Personal space dalam arsitektur memberikan kontribusi yang kuat pada tahap penyusunan program ruang dan fungsional, yang akhirnya akan memengaruhi dimensi ruang serta penyelesaian bidang-bidang pembentuk ruang (selubung ruang/bangunan). Hall membagi Personal space berdasarkan jarak yang
[12]
dimiliki seorang individu sampai dengan individu dengan individu lainnya, diuraikan berdasarkan nilai atau kualitas dalam interaksi antara individu pengguna ruang. Empat kualitas ruang, menurut Hall yaitu: Jarak intim (0–15 cm kategori dekat; 15–45 kategori jauh) jarak demikian merupakan jarak yang masuk dalam ruang privasi individu lain, sehingga tingkat kedekatan antara individu yang saling berinteraksi, Jarak personal (45 – 75 cm kategori dekat;
75–120 cm kategori jauh), jarak sosial (120–200 cm kategori dekat; 200–350 cm kategori jauh); dan jarak publik (350 – 700 cm kategori dekat; lebih dari 700 cm kategori jauh)

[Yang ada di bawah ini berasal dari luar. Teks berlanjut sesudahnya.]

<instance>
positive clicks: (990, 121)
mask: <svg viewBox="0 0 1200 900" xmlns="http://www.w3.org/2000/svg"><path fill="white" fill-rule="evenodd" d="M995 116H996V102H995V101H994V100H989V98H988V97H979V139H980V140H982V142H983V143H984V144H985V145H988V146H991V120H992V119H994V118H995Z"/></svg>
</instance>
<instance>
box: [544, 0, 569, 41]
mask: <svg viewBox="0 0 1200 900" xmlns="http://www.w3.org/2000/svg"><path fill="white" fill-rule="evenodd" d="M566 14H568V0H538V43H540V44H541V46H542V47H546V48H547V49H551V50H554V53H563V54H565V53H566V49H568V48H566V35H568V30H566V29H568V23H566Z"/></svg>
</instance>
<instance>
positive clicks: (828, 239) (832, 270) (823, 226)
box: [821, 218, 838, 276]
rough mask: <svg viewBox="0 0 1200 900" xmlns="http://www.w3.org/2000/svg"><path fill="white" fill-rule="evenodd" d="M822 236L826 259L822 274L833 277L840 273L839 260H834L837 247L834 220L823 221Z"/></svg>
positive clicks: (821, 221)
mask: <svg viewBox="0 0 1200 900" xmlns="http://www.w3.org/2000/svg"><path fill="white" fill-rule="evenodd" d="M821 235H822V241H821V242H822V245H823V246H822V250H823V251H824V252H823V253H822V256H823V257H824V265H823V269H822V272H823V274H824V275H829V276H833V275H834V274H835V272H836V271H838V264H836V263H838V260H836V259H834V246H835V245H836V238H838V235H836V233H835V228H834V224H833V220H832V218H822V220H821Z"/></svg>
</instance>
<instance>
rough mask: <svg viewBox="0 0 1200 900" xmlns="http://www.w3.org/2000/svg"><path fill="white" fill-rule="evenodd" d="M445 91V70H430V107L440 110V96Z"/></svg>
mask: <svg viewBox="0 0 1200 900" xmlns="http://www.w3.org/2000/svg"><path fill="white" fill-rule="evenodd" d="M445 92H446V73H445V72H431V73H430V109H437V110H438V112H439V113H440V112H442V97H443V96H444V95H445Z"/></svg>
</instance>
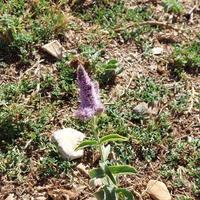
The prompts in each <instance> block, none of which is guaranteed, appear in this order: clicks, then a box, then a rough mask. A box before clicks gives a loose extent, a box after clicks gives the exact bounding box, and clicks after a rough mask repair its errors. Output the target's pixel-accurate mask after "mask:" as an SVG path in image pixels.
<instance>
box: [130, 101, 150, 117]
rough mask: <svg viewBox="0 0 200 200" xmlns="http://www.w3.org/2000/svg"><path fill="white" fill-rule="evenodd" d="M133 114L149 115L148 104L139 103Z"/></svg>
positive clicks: (144, 103)
mask: <svg viewBox="0 0 200 200" xmlns="http://www.w3.org/2000/svg"><path fill="white" fill-rule="evenodd" d="M133 112H136V113H139V114H145V113H148V104H147V103H145V102H142V103H139V104H138V105H137V106H135V107H134V108H133Z"/></svg>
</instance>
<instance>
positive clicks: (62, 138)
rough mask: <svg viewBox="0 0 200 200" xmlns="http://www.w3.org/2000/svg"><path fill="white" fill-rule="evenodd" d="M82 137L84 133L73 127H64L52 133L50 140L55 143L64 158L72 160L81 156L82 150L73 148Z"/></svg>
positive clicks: (84, 135) (81, 153) (80, 157)
mask: <svg viewBox="0 0 200 200" xmlns="http://www.w3.org/2000/svg"><path fill="white" fill-rule="evenodd" d="M84 138H85V134H83V133H81V132H79V131H77V130H75V129H73V128H64V129H60V130H57V131H56V132H54V133H53V136H52V142H55V143H57V145H58V150H59V152H60V153H61V156H62V157H63V158H64V159H69V160H74V159H77V158H81V157H82V156H83V150H75V149H76V147H77V146H78V144H79V143H80V142H81V141H82V140H83V139H84Z"/></svg>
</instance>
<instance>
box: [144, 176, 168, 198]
mask: <svg viewBox="0 0 200 200" xmlns="http://www.w3.org/2000/svg"><path fill="white" fill-rule="evenodd" d="M147 193H148V194H149V195H150V196H151V198H153V199H154V200H171V195H170V193H169V191H168V189H167V187H166V185H165V184H164V183H163V182H161V181H157V180H150V181H149V182H148V184H147Z"/></svg>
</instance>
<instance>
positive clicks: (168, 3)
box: [163, 0, 183, 14]
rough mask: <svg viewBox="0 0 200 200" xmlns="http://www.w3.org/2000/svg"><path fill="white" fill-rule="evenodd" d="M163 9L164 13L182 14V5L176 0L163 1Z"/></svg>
mask: <svg viewBox="0 0 200 200" xmlns="http://www.w3.org/2000/svg"><path fill="white" fill-rule="evenodd" d="M163 5H164V9H165V11H166V12H173V13H174V14H180V13H182V12H183V5H182V4H181V3H180V2H179V1H178V0H163Z"/></svg>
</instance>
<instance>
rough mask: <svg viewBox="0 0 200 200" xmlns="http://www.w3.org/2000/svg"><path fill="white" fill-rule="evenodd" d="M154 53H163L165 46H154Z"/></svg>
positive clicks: (153, 49)
mask: <svg viewBox="0 0 200 200" xmlns="http://www.w3.org/2000/svg"><path fill="white" fill-rule="evenodd" d="M152 53H153V54H154V55H160V54H162V53H163V48H161V47H154V48H153V49H152Z"/></svg>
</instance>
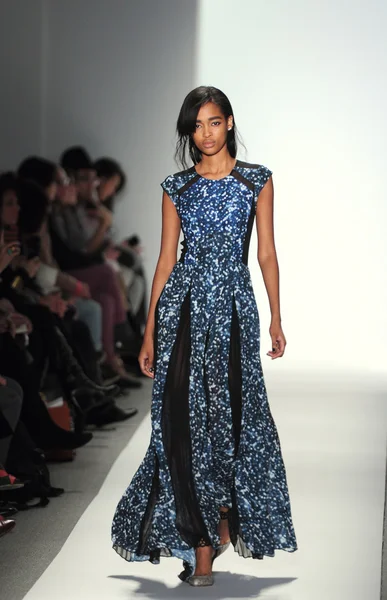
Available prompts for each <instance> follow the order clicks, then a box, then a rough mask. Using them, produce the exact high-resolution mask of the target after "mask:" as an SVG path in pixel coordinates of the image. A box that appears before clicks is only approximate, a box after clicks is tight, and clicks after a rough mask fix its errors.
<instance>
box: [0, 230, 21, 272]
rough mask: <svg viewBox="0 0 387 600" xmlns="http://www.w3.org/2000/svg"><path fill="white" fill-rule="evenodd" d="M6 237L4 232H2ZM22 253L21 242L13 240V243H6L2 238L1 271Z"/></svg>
mask: <svg viewBox="0 0 387 600" xmlns="http://www.w3.org/2000/svg"><path fill="white" fill-rule="evenodd" d="M2 237H4V234H2ZM19 254H20V244H19V242H12V243H11V244H4V243H2V241H1V240H0V273H1V272H2V271H4V269H6V268H7V267H8V265H9V264H10V263H11V262H12V261H13V260H14V258H15V257H16V256H18V255H19Z"/></svg>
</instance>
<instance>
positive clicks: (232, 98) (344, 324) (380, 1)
mask: <svg viewBox="0 0 387 600" xmlns="http://www.w3.org/2000/svg"><path fill="white" fill-rule="evenodd" d="M386 21H387V5H386V4H385V3H383V2H381V1H375V0H371V1H370V2H365V1H361V2H359V1H357V2H349V1H341V2H337V1H335V0H328V1H327V2H324V3H317V2H309V1H308V0H295V1H293V2H291V3H289V2H286V1H285V0H277V1H276V2H262V1H261V2H257V1H256V0H243V1H240V2H238V3H235V2H233V1H232V0H211V1H210V2H209V1H208V0H202V2H201V5H200V18H199V26H198V60H197V69H196V83H197V84H198V85H214V86H216V87H219V88H220V89H222V90H223V91H224V92H225V93H226V94H227V95H228V96H229V98H230V100H231V102H232V105H233V108H234V112H235V118H236V123H237V126H238V127H239V129H240V132H241V134H242V137H243V140H244V143H245V145H246V146H247V149H248V155H247V159H248V160H249V161H250V162H256V163H263V164H265V165H266V166H268V167H269V168H271V170H272V171H273V181H274V187H275V232H276V247H277V252H278V258H279V264H280V278H281V301H282V324H283V328H284V332H285V335H286V336H287V338H288V347H287V355H286V360H285V359H284V360H282V362H281V368H286V367H290V368H293V367H294V366H300V367H302V368H308V367H313V368H325V367H333V368H344V369H347V368H349V369H354V370H360V371H362V372H366V371H368V370H369V371H373V370H380V371H383V372H384V373H386V360H387V351H386V339H385V337H386V332H387V318H386V309H387V285H386V266H387V259H386V255H387V243H386V235H385V223H386V221H387V208H386V207H387V202H386V197H387V184H386V167H385V165H386V164H387V146H386V139H387V127H386V122H387V121H386V117H385V111H386V106H387V85H386V75H385V74H386V73H387V47H386V46H387V44H386V41H385V40H386V36H385V31H386V25H387V22H386ZM242 157H243V156H242ZM254 233H255V232H254ZM250 249H251V252H250V257H249V265H250V268H251V271H252V273H253V280H254V287H255V291H256V295H257V301H258V307H259V311H260V315H261V321H262V355H263V356H265V353H266V352H267V350H268V349H269V347H270V338H269V334H268V328H269V323H270V314H269V307H268V302H267V297H266V292H265V289H264V286H263V282H262V277H261V274H260V270H259V267H258V264H257V261H256V237H254V238H252V243H251V246H250ZM277 362H278V361H270V359H269V358H268V357H266V359H265V364H267V367H266V368H277V364H276V363H277Z"/></svg>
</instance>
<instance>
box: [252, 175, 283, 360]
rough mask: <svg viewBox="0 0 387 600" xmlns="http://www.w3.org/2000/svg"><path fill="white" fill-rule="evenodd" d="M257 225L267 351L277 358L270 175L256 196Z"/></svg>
mask: <svg viewBox="0 0 387 600" xmlns="http://www.w3.org/2000/svg"><path fill="white" fill-rule="evenodd" d="M256 225H257V236H258V263H259V266H260V268H261V271H262V276H263V280H264V283H265V287H266V291H267V294H268V297H269V304H270V311H271V324H270V330H269V331H270V336H271V339H272V350H271V351H270V352H268V353H267V354H268V355H269V356H271V357H272V358H278V357H279V356H282V355H283V353H284V350H285V346H286V340H285V336H284V334H283V331H282V329H281V311H280V298H279V268H278V261H277V253H276V249H275V242H274V187H273V179H272V178H271V177H270V179H269V180H268V181H267V182H266V184H265V185H264V187H263V188H262V190H261V192H260V194H259V196H258V202H257V211H256ZM273 348H275V350H273Z"/></svg>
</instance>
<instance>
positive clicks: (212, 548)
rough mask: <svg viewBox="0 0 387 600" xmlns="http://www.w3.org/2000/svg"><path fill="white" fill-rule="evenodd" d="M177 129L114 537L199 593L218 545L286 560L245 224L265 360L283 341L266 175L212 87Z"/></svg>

Personal space menunjukkan pada jarak antar individu dan pilihan orientasi selama berlangsungnya interaksi sosial. Hal ini mengatur elemen-elemen dari teritori, ruang, dan komunikasi individu. Bentuk personal space dalam sebuah komunitas sangat sulit untuk dikuantitatifkan, karena personal space sangat dipengaruhi oleh nilai-nilai sosial budaya setiap individu. Dalam proses disain hal ini merupakan aspek yang harus dianalisis terlebih dahulu, sehingga ketika kita menyiapkan sebuah disain dengan nilai privacy – public kita tidak terjebak pada nilai-nilai yang kita (arsitek) anut sendiri, akan tetapi kita harus mampu menuangkan nilai-nilai tersebut mengacu pada pengguna bangunan.